Ou nossa eleição virou algo assim como eleição de síndico. Ninguém quer os
novos candidatos e os mais competentes e confiáveis não topam atuar em meio a
tanta baixaria. E aí é chover no molhado que é onde o sapo se reproduz.
Mas eu me consolo. Vejam bem. Não somos só nós nesse Brasil
varonil, que engolimos um sapo atrás do outro. Dia desses, estava lendo um
livro e uma cena me causou certo frisson
– qualquer coincidência é mera semelhança – a cena se passa no dia 30 de agosto
de 1957, dia em que a Malásia finalmente se viu livre do domínio britânico. A
multidão se reúne em frente ao Palácio do Governo, ruidosa, excitada,
emocionada.
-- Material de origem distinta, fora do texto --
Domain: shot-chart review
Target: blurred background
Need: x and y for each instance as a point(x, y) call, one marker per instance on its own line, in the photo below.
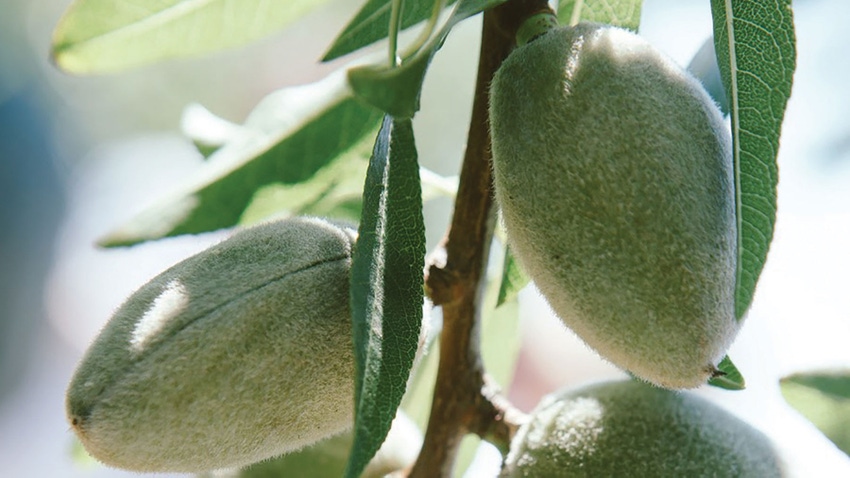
point(79, 155)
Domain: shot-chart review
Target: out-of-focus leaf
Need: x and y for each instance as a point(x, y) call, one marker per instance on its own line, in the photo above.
point(396, 90)
point(291, 135)
point(756, 53)
point(386, 287)
point(732, 380)
point(207, 131)
point(513, 279)
point(824, 399)
point(105, 36)
point(622, 13)
point(371, 24)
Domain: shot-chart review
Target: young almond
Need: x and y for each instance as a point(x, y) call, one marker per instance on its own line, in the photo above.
point(237, 354)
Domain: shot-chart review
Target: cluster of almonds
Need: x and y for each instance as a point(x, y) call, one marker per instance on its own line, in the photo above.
point(614, 177)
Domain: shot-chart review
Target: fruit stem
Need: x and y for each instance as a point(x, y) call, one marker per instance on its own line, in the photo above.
point(464, 399)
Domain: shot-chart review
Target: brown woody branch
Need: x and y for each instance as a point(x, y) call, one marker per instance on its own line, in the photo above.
point(464, 399)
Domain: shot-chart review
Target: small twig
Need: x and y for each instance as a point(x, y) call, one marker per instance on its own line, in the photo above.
point(464, 399)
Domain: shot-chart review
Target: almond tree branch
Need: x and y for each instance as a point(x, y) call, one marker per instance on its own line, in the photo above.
point(464, 400)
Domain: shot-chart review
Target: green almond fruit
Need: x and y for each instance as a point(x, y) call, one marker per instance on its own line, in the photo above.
point(634, 429)
point(329, 457)
point(613, 171)
point(237, 354)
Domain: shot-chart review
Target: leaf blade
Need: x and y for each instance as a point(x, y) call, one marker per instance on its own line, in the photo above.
point(513, 279)
point(105, 36)
point(621, 13)
point(370, 25)
point(824, 399)
point(732, 379)
point(386, 287)
point(755, 47)
point(316, 123)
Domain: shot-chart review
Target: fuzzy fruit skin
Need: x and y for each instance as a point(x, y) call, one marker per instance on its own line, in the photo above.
point(629, 428)
point(328, 458)
point(237, 354)
point(613, 171)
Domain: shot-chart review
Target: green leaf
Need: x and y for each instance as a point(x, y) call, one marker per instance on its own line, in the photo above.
point(386, 287)
point(621, 13)
point(732, 380)
point(105, 36)
point(704, 67)
point(824, 399)
point(395, 89)
point(756, 53)
point(291, 135)
point(417, 401)
point(207, 131)
point(513, 279)
point(334, 191)
point(371, 24)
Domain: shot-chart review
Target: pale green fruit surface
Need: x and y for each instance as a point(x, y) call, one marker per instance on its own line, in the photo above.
point(237, 354)
point(328, 458)
point(633, 429)
point(613, 171)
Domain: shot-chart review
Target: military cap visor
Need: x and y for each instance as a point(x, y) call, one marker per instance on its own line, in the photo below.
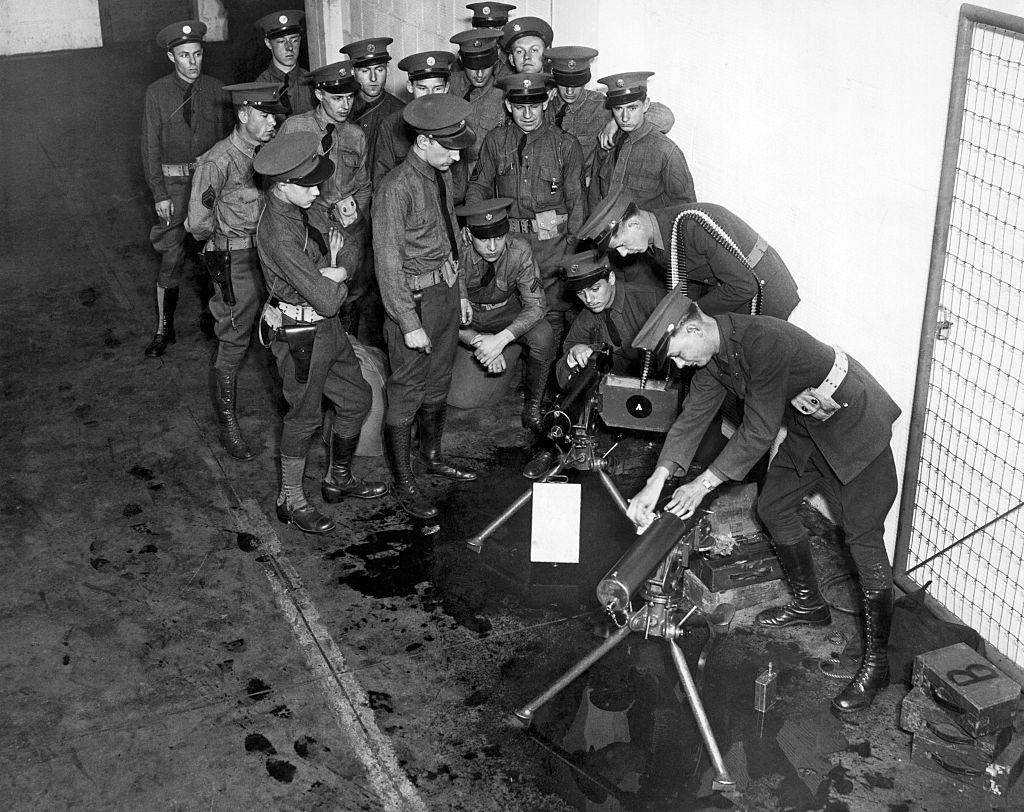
point(582, 270)
point(281, 24)
point(370, 51)
point(657, 330)
point(526, 27)
point(605, 218)
point(180, 33)
point(294, 158)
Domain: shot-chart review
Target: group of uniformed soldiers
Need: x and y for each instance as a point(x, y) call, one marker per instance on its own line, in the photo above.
point(464, 215)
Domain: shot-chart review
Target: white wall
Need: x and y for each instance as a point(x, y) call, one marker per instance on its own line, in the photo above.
point(821, 124)
point(48, 26)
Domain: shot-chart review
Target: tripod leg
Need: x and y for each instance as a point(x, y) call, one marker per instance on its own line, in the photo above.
point(722, 778)
point(524, 715)
point(616, 497)
point(476, 542)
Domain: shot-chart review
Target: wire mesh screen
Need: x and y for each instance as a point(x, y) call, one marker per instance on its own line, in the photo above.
point(971, 476)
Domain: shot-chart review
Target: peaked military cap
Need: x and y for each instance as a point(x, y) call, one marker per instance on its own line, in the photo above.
point(294, 158)
point(606, 216)
point(584, 269)
point(427, 65)
point(371, 51)
point(258, 95)
point(624, 88)
point(180, 33)
point(486, 217)
point(657, 330)
point(489, 15)
point(478, 48)
point(525, 88)
point(335, 78)
point(281, 24)
point(441, 117)
point(526, 27)
point(570, 63)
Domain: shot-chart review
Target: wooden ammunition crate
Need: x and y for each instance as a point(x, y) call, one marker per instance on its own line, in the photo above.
point(976, 694)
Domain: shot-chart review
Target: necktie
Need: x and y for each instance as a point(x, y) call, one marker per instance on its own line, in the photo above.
point(488, 275)
point(560, 116)
point(186, 103)
point(285, 98)
point(328, 140)
point(620, 139)
point(616, 339)
point(315, 236)
point(520, 147)
point(445, 215)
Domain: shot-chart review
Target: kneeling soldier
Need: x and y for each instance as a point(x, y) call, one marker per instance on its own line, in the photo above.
point(504, 288)
point(313, 354)
point(223, 210)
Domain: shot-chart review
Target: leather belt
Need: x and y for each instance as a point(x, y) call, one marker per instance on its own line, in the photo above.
point(521, 226)
point(300, 312)
point(232, 243)
point(492, 305)
point(759, 250)
point(177, 170)
point(816, 401)
point(422, 281)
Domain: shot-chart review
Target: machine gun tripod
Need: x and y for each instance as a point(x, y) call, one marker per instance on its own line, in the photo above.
point(569, 424)
point(662, 615)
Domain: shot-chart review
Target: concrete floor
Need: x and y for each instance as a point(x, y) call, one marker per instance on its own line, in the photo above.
point(168, 645)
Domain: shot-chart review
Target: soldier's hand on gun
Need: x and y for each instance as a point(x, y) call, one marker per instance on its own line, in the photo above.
point(165, 210)
point(578, 355)
point(339, 273)
point(335, 242)
point(418, 339)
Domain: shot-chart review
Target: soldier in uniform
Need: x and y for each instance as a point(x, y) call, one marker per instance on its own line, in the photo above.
point(298, 246)
point(613, 312)
point(839, 422)
point(423, 290)
point(223, 210)
point(374, 103)
point(540, 167)
point(474, 81)
point(283, 37)
point(722, 262)
point(644, 161)
point(503, 284)
point(428, 73)
point(345, 196)
point(183, 118)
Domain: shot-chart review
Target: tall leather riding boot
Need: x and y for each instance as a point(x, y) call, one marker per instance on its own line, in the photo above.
point(339, 481)
point(230, 433)
point(292, 505)
point(873, 673)
point(167, 301)
point(430, 427)
point(807, 605)
point(397, 444)
point(537, 380)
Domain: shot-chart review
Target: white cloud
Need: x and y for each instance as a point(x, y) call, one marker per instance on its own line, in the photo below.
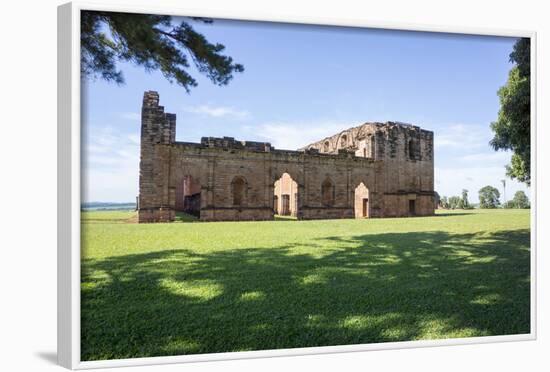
point(450, 181)
point(217, 111)
point(110, 165)
point(463, 137)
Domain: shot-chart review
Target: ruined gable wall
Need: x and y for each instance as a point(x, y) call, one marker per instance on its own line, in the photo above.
point(216, 167)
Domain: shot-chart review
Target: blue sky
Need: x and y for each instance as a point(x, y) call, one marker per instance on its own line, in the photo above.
point(302, 83)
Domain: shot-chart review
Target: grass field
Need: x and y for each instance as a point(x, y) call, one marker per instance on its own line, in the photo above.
point(187, 288)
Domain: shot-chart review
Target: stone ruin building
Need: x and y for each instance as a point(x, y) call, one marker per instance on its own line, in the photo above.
point(372, 170)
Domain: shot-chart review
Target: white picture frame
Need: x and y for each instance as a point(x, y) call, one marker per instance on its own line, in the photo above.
point(69, 139)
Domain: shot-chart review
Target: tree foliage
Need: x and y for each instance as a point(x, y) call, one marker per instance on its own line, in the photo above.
point(520, 201)
point(153, 42)
point(489, 197)
point(512, 129)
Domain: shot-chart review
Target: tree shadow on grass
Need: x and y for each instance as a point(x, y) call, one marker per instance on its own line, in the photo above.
point(351, 290)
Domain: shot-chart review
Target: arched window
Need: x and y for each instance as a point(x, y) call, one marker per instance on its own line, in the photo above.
point(343, 141)
point(327, 192)
point(413, 150)
point(238, 189)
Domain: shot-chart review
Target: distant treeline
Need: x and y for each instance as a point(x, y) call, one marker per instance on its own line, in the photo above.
point(95, 206)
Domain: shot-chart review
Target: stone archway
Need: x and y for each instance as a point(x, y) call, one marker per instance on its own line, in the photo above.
point(362, 202)
point(285, 195)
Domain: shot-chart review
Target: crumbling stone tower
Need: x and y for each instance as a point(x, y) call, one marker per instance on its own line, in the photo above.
point(158, 132)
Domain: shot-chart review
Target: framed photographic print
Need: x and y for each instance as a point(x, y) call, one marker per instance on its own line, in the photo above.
point(235, 187)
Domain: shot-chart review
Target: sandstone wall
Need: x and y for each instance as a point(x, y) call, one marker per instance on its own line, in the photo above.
point(235, 180)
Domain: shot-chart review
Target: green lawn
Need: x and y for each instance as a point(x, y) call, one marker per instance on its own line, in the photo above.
point(187, 288)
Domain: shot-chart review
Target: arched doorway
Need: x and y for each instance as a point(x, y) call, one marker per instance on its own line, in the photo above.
point(285, 198)
point(239, 191)
point(188, 196)
point(362, 202)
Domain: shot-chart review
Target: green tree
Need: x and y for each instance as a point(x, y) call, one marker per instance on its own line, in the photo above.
point(153, 42)
point(489, 197)
point(512, 129)
point(520, 200)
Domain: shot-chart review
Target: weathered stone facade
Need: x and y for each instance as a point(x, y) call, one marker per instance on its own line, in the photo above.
point(373, 170)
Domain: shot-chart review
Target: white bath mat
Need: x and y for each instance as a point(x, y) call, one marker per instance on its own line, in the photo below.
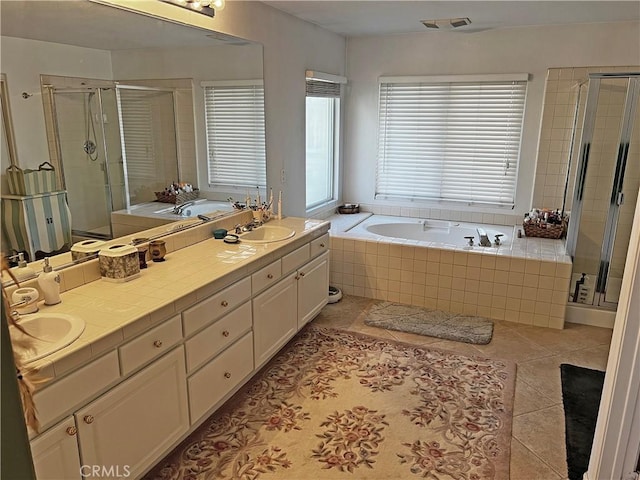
point(433, 323)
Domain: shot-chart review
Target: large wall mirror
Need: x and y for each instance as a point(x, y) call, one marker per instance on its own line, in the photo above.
point(88, 83)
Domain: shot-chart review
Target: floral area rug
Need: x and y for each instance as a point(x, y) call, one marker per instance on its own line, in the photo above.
point(340, 405)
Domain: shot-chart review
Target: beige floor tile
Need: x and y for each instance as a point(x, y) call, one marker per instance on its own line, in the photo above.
point(542, 432)
point(543, 375)
point(528, 399)
point(511, 345)
point(525, 465)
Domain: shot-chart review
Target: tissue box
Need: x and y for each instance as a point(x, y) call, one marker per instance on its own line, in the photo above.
point(119, 263)
point(87, 248)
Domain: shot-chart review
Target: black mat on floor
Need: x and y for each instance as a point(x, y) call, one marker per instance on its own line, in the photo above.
point(581, 392)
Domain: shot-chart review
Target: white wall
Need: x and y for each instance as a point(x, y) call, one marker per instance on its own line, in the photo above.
point(516, 50)
point(23, 61)
point(291, 46)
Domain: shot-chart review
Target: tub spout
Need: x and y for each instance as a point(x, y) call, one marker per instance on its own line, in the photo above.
point(484, 238)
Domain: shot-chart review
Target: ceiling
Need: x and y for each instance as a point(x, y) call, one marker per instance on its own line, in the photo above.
point(377, 17)
point(91, 25)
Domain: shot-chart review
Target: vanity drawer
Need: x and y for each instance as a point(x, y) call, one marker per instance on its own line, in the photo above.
point(319, 245)
point(215, 338)
point(74, 389)
point(209, 385)
point(215, 306)
point(266, 276)
point(150, 345)
point(295, 259)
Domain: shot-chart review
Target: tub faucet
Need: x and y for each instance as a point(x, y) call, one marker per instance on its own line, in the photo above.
point(178, 209)
point(484, 238)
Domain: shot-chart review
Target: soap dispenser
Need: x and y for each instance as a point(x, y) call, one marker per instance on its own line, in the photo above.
point(49, 283)
point(23, 272)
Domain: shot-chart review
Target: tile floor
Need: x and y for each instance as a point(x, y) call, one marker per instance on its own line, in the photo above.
point(538, 440)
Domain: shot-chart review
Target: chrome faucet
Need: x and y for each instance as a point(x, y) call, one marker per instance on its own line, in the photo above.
point(178, 209)
point(484, 238)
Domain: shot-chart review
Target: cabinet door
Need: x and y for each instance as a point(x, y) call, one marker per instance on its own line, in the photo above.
point(313, 288)
point(129, 427)
point(55, 452)
point(274, 319)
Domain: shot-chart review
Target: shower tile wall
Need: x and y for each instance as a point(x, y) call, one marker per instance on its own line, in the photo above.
point(555, 133)
point(528, 285)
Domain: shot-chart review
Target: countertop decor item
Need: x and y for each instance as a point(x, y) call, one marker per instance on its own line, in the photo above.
point(119, 263)
point(219, 233)
point(85, 249)
point(349, 208)
point(158, 250)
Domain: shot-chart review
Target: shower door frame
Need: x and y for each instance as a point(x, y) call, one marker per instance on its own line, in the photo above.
point(52, 90)
point(616, 199)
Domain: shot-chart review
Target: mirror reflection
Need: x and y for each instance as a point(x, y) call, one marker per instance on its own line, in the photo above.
point(118, 117)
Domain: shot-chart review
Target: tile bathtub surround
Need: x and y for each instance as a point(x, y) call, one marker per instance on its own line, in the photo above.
point(526, 282)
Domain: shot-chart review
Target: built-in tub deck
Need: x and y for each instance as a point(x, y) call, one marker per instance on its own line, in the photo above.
point(525, 280)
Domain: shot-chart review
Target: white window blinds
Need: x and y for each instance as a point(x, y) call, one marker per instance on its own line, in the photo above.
point(454, 140)
point(234, 115)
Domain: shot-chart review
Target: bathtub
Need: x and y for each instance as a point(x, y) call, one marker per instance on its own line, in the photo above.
point(144, 216)
point(431, 231)
point(430, 264)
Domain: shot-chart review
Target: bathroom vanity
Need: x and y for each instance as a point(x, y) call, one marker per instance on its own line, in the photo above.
point(164, 351)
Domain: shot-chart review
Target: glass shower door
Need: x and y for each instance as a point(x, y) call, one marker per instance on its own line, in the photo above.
point(606, 189)
point(84, 145)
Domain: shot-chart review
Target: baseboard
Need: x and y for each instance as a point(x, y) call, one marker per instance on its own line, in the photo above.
point(590, 316)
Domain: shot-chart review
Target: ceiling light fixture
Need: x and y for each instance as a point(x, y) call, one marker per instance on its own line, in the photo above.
point(205, 7)
point(446, 23)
É quando o Primeiro Ministro recolhe a bandeira do Império
britânico, puxa a cordinha, e a bandeira da Malásia, com sua lua, estrelas e
listras começa a subir, sob aplausos e gritos. Do alto, o Primeiro Ministro
lança seu grito de guerra: MERDEKA! Desde então, imperou a merdeka na Malásia e
ninguém mais se entendeu. Em princípio vocês podem pensar como eu, que o
Ministro malaio deve ter dado uma topada ao pegar a cordinha da bandeira, daí
esse palavrão intempestivo. Ledo engano. Merdeka é a palavra malaia para
independência.
Vejam só. Estamos anos luz à frente da Malásia. Entra eleição
e sai eleição, continuamos mergulhados na merdeka. Já arriamos a bandeira de
Portugal há um bom tempo e esse horrível gosto de sapo
não sai da boca. Será esse o mesmo gosto da merdeka malaia?